Here’s a quick look:

  • Masters
    • Eccentricities of a Blonde-Haired Girl is directed by Manoel de Oliveira, who celebrates his 101st birthday this year. It tells the tale of Macario’s obsession with the enticing blond he spies from his window. Little does he know that she will end up stealing much more than his heart.
    • Les Herbes Folles, by Alain Resnais, is a romantic adventure based around the simple act of losing a wallet.
    • Air Doll, directed by Hirokazu Kore-eda, is the compelling tale of a blow-up doll that becomes a real person and abandons her status of mere sex object comes to life with the superb performance of Korean actress Bae Doo-na.
  • Visions
    • Face by Tsai Ming-liang portrays a special homage to the Nouvelle Vague and the Louvre, which co-produced the film and hosted its shooting.
    • Independencia, directed by Raya Martin, mimics early silent films, and creates a lush metaphor that plays with cinematic illusions and the cultural and mythical history of the Philippines.
    • Irène, by Alain Cavalier, turns the director’s personal grief of becoming a widower into a first-person subjective documentary that focuses on his diary entries.
    • Karaoke, a film by Chris Chong Chan Fui, juxtaposes a young man’s idealism with the reality of a changing Malaysia through karaoke videos.
    • Nymph, by director Pen-Ek Ratanaruang, is a haunting supernatural love affair set in a mysterious forest between a nymph and a couple who have drifted apart.
    • To Die Like a Man, directed by João Pedro Rodrigues. In order to forgive and be forgiven for the slights endured over a long life as a transsexual club performer, Tonia devolves her body back into a male form and seeks reconciliation with her estranged son.
  • Vanguard
    • Fish Tank. Andrea Arnold’s film is a follow-up to Red Road and is a taboo-breaking love story about a violent teenaged girl transformed by desire for her mother’s new boyfriend.
  • Discovery
    • Adrian Biniez’s Gigante follows security guard Jara falling in love as he supervises staff through the closed-circuit cameras at a supermarket.
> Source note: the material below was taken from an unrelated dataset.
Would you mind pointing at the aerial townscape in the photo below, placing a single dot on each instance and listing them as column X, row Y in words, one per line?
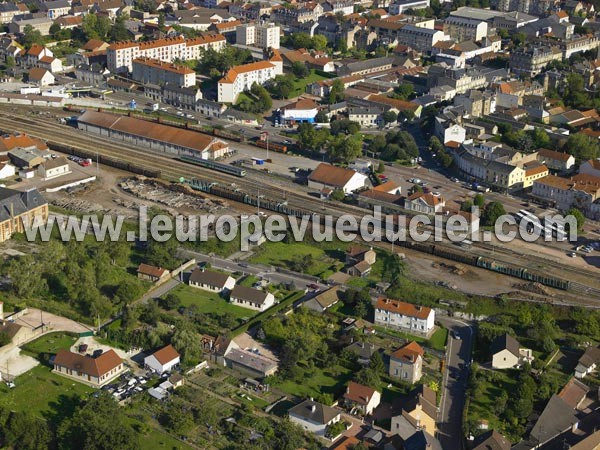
column 288, row 224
First voyeur, then guardian angel, he protects and pursues the cleaning woman who has unknowingly captured his heart.
    • The Happiest Girl in the World, directed by Radu Jude, is about family conflict that produces comedy in this story of a young girl who wins a car in a lottery and her scheming parents who insist on selling it.
    • Kelin, by Ermek Tursunov, is a love story among the ragged steppes of ancient Kazakhstan that is told in beautiful and poetic images, as a young love struggles to survive in the face of uncontrollable external factors.
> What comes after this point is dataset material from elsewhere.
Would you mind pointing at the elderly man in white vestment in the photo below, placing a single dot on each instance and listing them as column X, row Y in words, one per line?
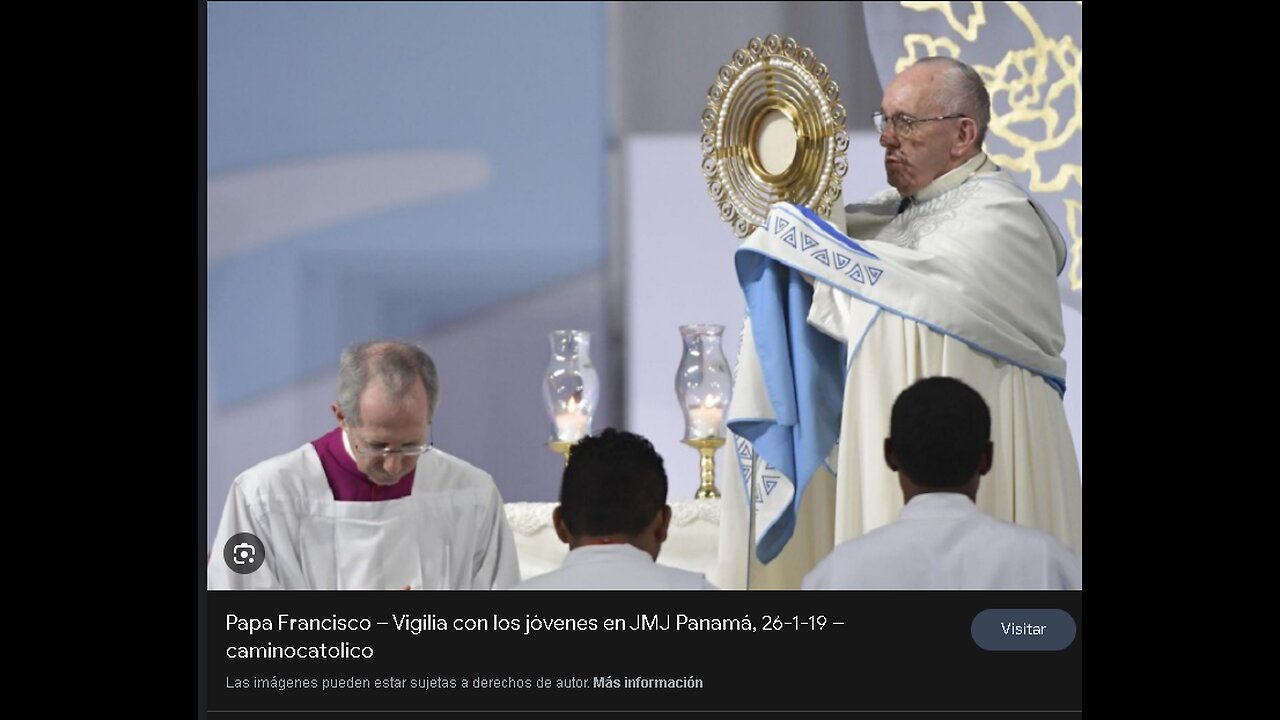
column 370, row 505
column 949, row 273
column 938, row 447
column 613, row 514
    • La Pivellina directed by Tizza Covi and Rainer Frimmel, is the story of a small abandoned girl sheltered by a circus woman in this tale of courage, loss and togetherness.
    • Samson and Delilah by Warwick Thornton, follows teenagers Samson and Delilah as they live in an isolated Aboriginal community in the Central Australian desert. Their outsider status draws them closer together and they come to depend on each other when tragedy strikes.
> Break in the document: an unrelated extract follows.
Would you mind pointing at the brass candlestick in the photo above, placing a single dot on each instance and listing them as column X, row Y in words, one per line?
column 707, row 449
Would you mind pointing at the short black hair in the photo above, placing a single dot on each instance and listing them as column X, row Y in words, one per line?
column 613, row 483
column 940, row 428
    • The concepts of real life and fiction, documentary and drama, are explored in Should I Really Do It by director Ismail Necmi, which follows the unbelievable life of Petra, a German woman living in Turkey.
  • Contemporary World Cinema
    • Eyes Wide Open, by Haim Tabakman, is a gay love story set in the heart of an ultra-Orthodox Jewish community in Jerusalem, where the belief that love conquers all results in societal pressures and threats of violence.
    • Huacho by Alejandro Fernandez Almendras, is a warm family saga which follows 24 hours in the life of a poverty-stricken provincial family in central Chile.
    • Like You Know It All is Hong Sang-soo’s delightfully comic exploration of the emotional and social geography of an art-house film director.
    • Lourdes directed by Jessica Hausner. In order to escape her isolation, wheelchair-bound Christine makes a life-changing journey to Lourdes, the iconic site of pilgrimage in the Pyrenees Mountains.
    • Men on the Bridge. Asli Özge directs the stories of three men working at the Bosphorus Bridge in Istanbul, in this mosaic depicting real persons exposing their lives and aspirations.
    • Police, Adjective by Corneliu Porumboiu, is a witty portrait of life in the small town of Vaslui.
    • The Time that Remains. Directed by Elia Suleiman, this semi-biographic film, divided into four historical episodes, portrays the daily life of Palestinians in 1948 who were considered a minority, even in their homeland.
    • The Wind Journeys by Ciro Guerra, follows Ignacio, a former traveling musician, who makes one final trip across the country following his wife’s death. He is joined by a teenaged fan, and together they explore the possibilities that life has in store for them.